Mr. Silver’s position is similar to that of the state Senate’s Republican majority leader, Joseph Bruno, who has suggested combining the best ideas in the proposals that were submitted. Mr. Silver goes a step further by proposing to start the search from scratch. Governor Spitzer has said he is not bound to the committee’s recommendation. In early 2005, Governor Pataki formed the nine-member Ad Hoc Committee on the Future of Racing, which was directed to solicit bids from corporations and associations to run thoroughbred racing in the state for the next two decades. The franchise, which has belonged to the New York Racing Association since 1955, expires at the end of the year.
Late last year, the committee recommended by a narrow margin that the state award the franchise to a group called Excelsior Racing Associates, whose partners include the son-in-law of Yankees owner George Steinbrenner, Stephen Swindal; a casino developer and lobbyist with ties to Mr. Spitzer, Richard Fields; a financier close to Mr. Spitzer who is one of 18 candidates vying to be comptroller, William Mulrow, and a real estate firm, Tishman Speyer.
Finishing in a close second place was Empire Racing Associates, a for-profit venture backed by titans in the horse-racing industry: Churchill Downs Inc., Delaware North Companies, Magna Entertainment Corp., the New York Thoroughbred Horsemen’s Association, and Woodbine Entertainment Group.
The New York Racing Association, which filed for Chapter 11 bankruptcy protection in November and is suing the state on the claim that it owns the racetrack land, finished a distant third.
Mr. Silver mocked the ad hoc committee’s grading system under which the category of “integrity” counted for about a fifth of the evaluation and was assigned a larger weight than “financial viability.”
“The other process gave weight to ethics, which was ridiculous,” Mr. Silver said. “If you’re unethical but you bid an extra $1 million, we may take you. But if you’re ethical and bid $1 million less, it doesn’t help you.”
Mr. Silver said the New York Racing Association’s bankruptcy filing also complicated the search process.
A spokesman for the New York Racing Association, William Nader, said the management group will “need to know its fate regarding the future no later than the middle of the year. If there is going to be a new process, then we have to move quickly.”
Setting up a new search process could extricate Albany leaders from an awkward position of having to award the franchise to a bidder with unflattering connections to Messrs. Spitzer and Bruno.
Mr. Fields, a principal in Excelsior, is being investigated by the state lobby commission for undercharging Mr. Spitzer for flights on his private jet during last year’s gubernatorial campaign.
In January, after taking office, Mr. Spitzer reimbursed Mr. Fields for one of the flights, a July trip to a fund-raiser in Wyoming, because the cost of the trip exceeded the legal contribution limit.
There was no record of the flight until the reimbursement appeared in the July 15 filing.
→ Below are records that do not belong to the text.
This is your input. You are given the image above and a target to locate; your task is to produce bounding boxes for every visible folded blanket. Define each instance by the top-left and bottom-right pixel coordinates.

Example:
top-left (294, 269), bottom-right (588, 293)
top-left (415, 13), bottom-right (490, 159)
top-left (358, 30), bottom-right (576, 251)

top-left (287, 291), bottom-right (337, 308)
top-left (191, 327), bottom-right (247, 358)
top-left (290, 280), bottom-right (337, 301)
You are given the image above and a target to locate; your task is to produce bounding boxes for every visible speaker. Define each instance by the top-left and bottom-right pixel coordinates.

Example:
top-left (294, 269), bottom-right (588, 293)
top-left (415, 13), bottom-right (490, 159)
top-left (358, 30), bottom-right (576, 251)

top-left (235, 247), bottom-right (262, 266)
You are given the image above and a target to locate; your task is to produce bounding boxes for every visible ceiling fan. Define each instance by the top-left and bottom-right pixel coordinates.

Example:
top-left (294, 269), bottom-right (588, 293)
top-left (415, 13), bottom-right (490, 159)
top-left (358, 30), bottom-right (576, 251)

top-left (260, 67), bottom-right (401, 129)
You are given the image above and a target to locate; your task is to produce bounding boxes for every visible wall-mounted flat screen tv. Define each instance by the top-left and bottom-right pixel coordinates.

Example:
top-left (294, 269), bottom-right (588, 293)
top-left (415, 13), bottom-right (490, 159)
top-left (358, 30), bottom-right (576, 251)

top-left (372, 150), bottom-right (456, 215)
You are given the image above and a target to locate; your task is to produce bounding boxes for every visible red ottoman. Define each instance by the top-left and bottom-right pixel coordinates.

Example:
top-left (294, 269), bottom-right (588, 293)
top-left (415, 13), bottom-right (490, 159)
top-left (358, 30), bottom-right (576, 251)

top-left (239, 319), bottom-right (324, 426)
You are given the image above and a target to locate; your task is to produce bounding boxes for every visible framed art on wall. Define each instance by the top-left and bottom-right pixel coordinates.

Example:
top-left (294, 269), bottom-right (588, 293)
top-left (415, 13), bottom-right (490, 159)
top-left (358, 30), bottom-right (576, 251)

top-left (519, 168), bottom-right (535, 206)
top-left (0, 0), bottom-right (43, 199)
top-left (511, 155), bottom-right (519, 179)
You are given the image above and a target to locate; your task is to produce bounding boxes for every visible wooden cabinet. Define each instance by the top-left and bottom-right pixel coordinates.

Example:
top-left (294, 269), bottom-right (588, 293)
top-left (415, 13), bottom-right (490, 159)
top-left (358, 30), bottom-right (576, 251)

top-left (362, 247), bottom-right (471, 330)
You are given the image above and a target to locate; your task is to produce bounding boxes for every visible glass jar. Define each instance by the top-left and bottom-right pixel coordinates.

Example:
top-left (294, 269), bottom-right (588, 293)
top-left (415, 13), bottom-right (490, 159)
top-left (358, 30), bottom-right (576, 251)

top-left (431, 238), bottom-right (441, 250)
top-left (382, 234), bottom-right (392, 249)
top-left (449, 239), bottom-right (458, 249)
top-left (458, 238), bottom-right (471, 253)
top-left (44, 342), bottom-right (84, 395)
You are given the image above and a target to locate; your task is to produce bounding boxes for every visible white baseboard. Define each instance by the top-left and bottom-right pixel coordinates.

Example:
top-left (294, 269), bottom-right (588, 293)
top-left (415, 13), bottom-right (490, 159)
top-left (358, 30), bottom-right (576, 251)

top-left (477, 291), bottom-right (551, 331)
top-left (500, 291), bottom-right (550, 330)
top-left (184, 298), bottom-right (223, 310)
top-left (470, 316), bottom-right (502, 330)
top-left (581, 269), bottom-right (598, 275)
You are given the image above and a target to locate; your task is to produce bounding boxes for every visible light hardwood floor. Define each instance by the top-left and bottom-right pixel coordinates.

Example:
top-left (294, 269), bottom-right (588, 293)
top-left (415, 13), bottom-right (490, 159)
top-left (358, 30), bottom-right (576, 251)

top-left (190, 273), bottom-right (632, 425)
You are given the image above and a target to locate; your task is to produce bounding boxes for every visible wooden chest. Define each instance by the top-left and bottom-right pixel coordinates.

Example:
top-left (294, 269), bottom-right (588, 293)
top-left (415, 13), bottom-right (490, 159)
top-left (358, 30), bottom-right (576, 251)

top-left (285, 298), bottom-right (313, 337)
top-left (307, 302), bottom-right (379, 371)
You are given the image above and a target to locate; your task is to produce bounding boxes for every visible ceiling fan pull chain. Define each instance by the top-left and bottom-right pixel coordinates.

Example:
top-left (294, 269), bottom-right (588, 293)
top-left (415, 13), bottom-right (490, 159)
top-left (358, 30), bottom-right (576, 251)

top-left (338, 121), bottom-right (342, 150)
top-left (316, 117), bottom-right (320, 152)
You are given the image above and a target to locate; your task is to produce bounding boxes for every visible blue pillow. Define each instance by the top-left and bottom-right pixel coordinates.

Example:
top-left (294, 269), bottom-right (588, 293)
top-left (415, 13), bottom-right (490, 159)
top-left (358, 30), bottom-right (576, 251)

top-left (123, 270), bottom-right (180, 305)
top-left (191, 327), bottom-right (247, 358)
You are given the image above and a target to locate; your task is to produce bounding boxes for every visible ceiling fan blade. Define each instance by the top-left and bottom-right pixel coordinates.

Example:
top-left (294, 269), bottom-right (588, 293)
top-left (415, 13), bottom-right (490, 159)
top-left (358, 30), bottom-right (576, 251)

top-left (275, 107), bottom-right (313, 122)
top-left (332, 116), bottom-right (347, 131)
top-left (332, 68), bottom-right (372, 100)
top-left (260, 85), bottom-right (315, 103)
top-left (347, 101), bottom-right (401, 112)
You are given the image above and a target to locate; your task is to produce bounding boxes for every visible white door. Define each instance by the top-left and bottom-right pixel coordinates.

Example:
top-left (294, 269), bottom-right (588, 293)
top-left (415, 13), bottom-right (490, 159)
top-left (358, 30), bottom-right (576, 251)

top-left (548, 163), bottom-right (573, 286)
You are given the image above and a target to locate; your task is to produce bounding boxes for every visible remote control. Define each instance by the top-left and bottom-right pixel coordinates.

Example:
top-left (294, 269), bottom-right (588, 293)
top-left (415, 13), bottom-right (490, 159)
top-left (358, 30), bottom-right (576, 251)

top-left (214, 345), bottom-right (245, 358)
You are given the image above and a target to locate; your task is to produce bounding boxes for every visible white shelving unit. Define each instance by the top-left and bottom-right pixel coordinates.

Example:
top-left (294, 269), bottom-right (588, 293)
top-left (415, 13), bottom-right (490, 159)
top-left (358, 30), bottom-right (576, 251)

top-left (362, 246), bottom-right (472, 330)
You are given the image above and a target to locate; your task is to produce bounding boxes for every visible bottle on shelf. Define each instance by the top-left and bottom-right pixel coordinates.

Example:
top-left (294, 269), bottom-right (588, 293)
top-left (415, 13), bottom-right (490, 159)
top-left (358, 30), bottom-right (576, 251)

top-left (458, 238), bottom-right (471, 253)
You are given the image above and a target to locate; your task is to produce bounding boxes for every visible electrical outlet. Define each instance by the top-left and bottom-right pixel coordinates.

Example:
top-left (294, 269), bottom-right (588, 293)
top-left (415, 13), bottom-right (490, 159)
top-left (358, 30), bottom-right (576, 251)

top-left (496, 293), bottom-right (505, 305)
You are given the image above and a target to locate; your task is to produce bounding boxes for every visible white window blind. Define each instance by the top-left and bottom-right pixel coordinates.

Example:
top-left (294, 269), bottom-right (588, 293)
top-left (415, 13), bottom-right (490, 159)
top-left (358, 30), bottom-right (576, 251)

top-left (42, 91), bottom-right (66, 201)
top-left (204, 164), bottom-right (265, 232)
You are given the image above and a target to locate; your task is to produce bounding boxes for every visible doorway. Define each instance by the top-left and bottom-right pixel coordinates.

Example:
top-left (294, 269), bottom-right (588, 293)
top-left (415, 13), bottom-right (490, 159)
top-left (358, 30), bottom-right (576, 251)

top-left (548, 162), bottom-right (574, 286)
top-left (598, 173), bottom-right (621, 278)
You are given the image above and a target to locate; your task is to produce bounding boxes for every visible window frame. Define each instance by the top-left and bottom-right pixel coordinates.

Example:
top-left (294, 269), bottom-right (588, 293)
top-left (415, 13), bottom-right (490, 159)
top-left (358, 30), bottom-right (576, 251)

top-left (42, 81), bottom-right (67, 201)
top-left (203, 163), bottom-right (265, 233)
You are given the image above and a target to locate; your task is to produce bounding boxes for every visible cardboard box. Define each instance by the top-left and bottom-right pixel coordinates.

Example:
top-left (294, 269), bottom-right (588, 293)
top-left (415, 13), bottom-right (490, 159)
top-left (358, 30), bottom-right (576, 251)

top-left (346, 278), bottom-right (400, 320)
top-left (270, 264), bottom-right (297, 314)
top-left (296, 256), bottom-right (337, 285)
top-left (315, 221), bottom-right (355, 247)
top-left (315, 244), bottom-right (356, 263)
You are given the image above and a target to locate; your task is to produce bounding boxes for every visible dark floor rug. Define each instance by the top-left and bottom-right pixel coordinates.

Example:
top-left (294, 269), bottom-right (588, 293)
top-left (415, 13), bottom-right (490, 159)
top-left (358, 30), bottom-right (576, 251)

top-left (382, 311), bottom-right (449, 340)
A spokeswoman for Mr. Spitzer, Christine Anderson, said Mr. Spitzer waited months to reimburse Mr. Fields because the governor hadn’t received an invoice. Mr. Bruno is friendly with Jared Abbruzzese, who recently resigned as partner of Empire Racing Associates. Federal investigators are looking into Mr. Abbruzzese’s business ties to Mr. Bruno, who has steered $500,000 in grants to a technology company in which his friend is a principal.